Last week, one of Ireland’s most influential and successful sportspeople announced his retirement as Conor McGregor, a former featherweight and lightweight champion, stepped away from the sport that had made him a household name. ‘The Notorious’ had not fought since his eventful loss to Khabib Nurmagomedov, but his decision to end his career at 30 years old has shocked many in the MMA world.

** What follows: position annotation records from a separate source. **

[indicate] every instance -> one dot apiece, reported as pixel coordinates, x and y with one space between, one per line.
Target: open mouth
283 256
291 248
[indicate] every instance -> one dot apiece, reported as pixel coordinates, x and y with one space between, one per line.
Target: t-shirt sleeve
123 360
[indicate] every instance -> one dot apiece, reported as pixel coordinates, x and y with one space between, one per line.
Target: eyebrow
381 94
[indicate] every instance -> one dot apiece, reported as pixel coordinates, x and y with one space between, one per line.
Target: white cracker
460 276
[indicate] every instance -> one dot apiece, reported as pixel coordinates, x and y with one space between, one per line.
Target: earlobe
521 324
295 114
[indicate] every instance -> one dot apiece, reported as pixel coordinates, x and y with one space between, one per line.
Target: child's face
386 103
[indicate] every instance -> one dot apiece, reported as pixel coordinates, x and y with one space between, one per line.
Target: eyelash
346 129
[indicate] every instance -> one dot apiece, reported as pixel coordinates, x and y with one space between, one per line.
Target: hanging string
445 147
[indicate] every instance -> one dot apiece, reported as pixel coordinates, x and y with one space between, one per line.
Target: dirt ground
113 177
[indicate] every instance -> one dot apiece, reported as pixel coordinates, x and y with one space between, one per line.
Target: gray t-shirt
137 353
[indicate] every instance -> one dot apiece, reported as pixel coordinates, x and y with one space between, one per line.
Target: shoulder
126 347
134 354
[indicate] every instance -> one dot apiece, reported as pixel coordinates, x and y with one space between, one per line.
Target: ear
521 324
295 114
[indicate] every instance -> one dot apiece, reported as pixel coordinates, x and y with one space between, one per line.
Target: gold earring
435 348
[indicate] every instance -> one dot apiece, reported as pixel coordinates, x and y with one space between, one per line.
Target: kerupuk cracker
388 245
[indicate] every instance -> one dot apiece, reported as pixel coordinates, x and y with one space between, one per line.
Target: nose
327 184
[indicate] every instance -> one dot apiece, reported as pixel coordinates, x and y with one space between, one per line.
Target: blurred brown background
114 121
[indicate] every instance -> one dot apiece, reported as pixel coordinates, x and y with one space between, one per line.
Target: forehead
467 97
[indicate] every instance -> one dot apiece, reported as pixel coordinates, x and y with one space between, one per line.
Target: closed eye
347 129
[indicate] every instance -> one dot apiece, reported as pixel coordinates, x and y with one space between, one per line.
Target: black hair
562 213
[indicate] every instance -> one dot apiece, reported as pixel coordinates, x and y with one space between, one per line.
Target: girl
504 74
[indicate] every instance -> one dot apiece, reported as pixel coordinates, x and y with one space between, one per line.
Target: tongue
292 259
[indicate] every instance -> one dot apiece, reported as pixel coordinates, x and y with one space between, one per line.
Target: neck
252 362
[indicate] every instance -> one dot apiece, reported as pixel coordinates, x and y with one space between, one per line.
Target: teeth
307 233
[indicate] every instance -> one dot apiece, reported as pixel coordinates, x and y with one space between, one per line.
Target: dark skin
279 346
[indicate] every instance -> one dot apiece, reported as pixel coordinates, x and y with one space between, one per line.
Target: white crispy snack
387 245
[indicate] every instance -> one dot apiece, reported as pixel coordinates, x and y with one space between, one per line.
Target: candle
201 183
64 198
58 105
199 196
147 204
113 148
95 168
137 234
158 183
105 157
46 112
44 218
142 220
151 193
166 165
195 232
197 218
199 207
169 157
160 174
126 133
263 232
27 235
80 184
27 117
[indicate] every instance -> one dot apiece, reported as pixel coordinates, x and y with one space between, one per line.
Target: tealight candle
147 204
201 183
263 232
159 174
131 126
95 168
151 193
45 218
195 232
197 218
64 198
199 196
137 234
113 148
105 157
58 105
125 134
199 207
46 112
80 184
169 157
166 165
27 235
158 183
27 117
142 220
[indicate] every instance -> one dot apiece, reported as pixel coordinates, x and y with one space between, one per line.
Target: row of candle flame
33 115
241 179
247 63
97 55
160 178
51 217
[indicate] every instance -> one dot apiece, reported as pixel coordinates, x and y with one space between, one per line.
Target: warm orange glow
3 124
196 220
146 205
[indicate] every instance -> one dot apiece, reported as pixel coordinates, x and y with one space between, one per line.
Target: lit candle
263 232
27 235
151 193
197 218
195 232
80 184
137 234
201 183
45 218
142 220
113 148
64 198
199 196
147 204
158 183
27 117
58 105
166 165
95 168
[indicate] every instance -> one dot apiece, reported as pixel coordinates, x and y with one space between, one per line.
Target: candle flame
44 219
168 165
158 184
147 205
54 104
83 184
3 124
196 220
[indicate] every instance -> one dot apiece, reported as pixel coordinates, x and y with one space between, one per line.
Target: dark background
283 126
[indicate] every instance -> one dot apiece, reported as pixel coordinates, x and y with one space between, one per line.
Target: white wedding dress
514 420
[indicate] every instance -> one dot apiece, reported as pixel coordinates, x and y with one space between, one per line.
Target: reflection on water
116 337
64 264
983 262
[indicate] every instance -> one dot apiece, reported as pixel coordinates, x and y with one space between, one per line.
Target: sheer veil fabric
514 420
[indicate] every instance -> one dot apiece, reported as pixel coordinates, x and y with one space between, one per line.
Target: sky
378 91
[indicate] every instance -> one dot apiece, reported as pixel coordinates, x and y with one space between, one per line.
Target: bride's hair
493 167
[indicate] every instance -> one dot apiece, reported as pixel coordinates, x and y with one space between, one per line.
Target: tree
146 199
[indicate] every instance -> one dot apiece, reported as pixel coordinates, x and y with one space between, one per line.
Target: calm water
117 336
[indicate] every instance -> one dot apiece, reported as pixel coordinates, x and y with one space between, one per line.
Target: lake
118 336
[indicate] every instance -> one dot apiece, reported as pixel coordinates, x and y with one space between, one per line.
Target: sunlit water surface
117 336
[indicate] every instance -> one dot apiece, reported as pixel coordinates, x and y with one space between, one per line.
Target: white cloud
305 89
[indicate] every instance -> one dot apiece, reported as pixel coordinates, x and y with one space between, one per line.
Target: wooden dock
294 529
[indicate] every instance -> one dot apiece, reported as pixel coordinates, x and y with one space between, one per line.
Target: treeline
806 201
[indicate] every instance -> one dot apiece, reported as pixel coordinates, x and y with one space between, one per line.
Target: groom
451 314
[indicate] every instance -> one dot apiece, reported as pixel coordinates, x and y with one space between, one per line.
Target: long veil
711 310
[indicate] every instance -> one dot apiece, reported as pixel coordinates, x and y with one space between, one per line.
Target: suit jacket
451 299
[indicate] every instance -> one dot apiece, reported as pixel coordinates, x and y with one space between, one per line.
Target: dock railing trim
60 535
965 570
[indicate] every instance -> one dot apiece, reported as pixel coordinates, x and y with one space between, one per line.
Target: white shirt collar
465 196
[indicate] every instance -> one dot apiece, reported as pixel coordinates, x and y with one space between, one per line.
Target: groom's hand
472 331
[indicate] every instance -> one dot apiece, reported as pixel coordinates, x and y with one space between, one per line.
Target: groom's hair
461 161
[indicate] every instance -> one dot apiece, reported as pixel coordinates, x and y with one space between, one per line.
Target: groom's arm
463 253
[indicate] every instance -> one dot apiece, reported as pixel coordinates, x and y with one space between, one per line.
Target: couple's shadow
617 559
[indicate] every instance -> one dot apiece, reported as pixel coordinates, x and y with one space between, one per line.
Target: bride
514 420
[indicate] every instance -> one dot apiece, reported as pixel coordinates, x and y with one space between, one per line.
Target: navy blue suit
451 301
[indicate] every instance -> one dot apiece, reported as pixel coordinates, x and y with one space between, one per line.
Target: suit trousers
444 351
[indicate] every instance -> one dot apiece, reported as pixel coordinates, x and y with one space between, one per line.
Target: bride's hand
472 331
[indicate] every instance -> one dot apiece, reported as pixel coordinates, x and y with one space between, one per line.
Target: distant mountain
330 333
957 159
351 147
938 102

McGregor made his debut in the octagon in 2013 and marked it with a victory over Marcus Brimage. The Dubliner secured several other victories in the following year, eventually leading to a championship match against Chad Mendes in Nevada. McGregor won that bout and was awarded the Featherweight title. In one of his most memorable moments, he knocked out José Aldo after 13 seconds in the featherweight unification match, to become the first person to be the undisputed featherweight champion. It was McGregor’s 7th consecutive UFC victory, and he announced his intention to move up to the lightweight division. His first loss came in this division at the hands of Nate Diaz, but never one to dwell on his failures, McGregor demanded a rematch and, in due course, secured a revenge victory over Diaz in 2016. 2016 continued to be an eventful one for the Irishman as he secured the lightweight title after defeating Eddie Alvarez, and became the first UFC fighter to hold two titles in different weight classes simultaneously. However in November, due to his inactivity in the division, it was initially announced that McGregor had vacated the Featherweight Championship, therefore promoting José Aldo to undisputed champion. McGregor’s coach then later confirmed further reports which stated that McGregor had actually been stripped of the title.
Things never really picked up again for McGregor on the fighting side from this point. He announced time off to be with his new-born child, and promoted a boxing showdown against Floyd Mayweather. McGregor earned nearly €57 million from the fight, which ended in his loss by TKO. In 2017, due to inactivity he was stripped of his lightweight title. And upon his return in 2018 against the aforementioned Khabib, he was defeated and things turned ugly afterwards, as both fighters were handed suspensions.
So, is Conor McGregor actually gone from the world of UFC for good? It would appear so for the time being, but his reputation does indeed proceed him. There is a fair share of sceptics who would point to this being a tactic of leaning on the UFC to get his way, as he has only fought once since the UFC was taken over by PR firm Endeavor, spearheaded by Ari Emmanuel, who is reputable for being a tough negotiator.
If indeed this is the last we are to see of ‘The Notorious’, he leaves behind a legacy of inside and outside the ring spectacles. His unique fighting style made him one of the brightest stars in the discipline and he is undoubtedly one of the finest fighters of the last decade. While his actions outside the ring were often ludicrous and undignified, he has earned a place in MMA records.